Here, we isolated from soil, imaged, and sequenced phages BillyTP (GPS: 33.655316 N, 84.738776 W) and MAnor (GPS: 33.429512 N, 86.681819 W) using Arthrobacter globiformis B-2979 and Gordonia rubripertincta NRRL B-16540, respectively, as hosts ( Figure 1 ). Phages were extracted from the soil (0.2 μm filter) after adding peptone-yeast extract-calcium (PYCa) liquid medium and vigorously shaking for one hour at 250 rpm. After adding host bacteria and shaking at 30 ˚C for 48 hours, the enriched cultures were refiltered (0.2 μm filter), and the filtrate was plated in top agar with host bacteria and incubated at 30°C for 2-4 days. Both phages were purified through three rounds of plating. BillyTP displayed plaques that ranged from 0.5 to 1.5 mm in diameter (n=20; average=1 mm; SD=0.28 mm), with plaques on the lower end of the size range appearing turbid while the larger plaques appearing clear ( Figure 1A ). MAnor had clear plaques that ranged from 1 to 2.5 mm in diameter (n=20; average=2 mm; SD=0.54 mm; Figure 1B ). Transmission electron microscopy (TEM) was performed using UranylLess EM stain and showed that both phages had a siphovirus morphology with long, non-contractile tails ( Figure 1C, D ).

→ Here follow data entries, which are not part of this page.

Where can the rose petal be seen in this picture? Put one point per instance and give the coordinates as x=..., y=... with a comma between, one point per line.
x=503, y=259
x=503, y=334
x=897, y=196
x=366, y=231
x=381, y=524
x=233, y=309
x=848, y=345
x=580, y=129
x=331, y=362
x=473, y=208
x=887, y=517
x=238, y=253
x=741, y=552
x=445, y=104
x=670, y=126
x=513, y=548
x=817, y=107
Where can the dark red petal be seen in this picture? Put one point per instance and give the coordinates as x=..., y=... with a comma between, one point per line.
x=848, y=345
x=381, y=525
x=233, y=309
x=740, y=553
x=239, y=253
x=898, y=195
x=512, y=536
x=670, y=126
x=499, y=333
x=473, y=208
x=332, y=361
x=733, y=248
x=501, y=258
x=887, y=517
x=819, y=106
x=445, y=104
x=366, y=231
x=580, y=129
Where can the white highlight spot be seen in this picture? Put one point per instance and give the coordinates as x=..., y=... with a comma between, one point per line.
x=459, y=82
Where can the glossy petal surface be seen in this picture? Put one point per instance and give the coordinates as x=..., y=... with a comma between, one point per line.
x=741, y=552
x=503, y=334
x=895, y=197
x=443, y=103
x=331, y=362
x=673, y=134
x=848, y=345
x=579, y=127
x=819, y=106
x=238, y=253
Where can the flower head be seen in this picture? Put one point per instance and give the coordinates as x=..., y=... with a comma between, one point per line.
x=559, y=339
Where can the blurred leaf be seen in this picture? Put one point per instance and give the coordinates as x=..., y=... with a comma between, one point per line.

DNA was extracted from a high titer lysate (BillyTP: 3.3 x 10 ^10^ PFU/mL; MAnor: 5 x 10 ^10 ^ PFU/mL) using the Promega Wizard DNA Clean-up kit, prepared for sequencing using the NEB Ultra II FS kit and sequenced on an Illumina platform with v3 reagents, resulting in 364,128 and 295,232 150-base single-end reads for BillyTP and MAnor, respectively. Genome assembly was performed using Newbler v2.9 (Miller et al., 2010) , and the genomic termini were identified using Consed v29 (Gordon and Green, 2013) following Russell (2018). The genome of BillyTP was 53,003 bp (906X coverage; 62.8 GC%) and exhibited a 3’ single-stranded overhang that was nine bases in length (5'-CGCCGGTGA-3'). The genome of MAnor was 48,333 bp (865X coverage; 60.7 GC%) and contained a 3’ single-stranded overhang that was 13 bases in length (5'-CGGCGGTAGGCTT-3').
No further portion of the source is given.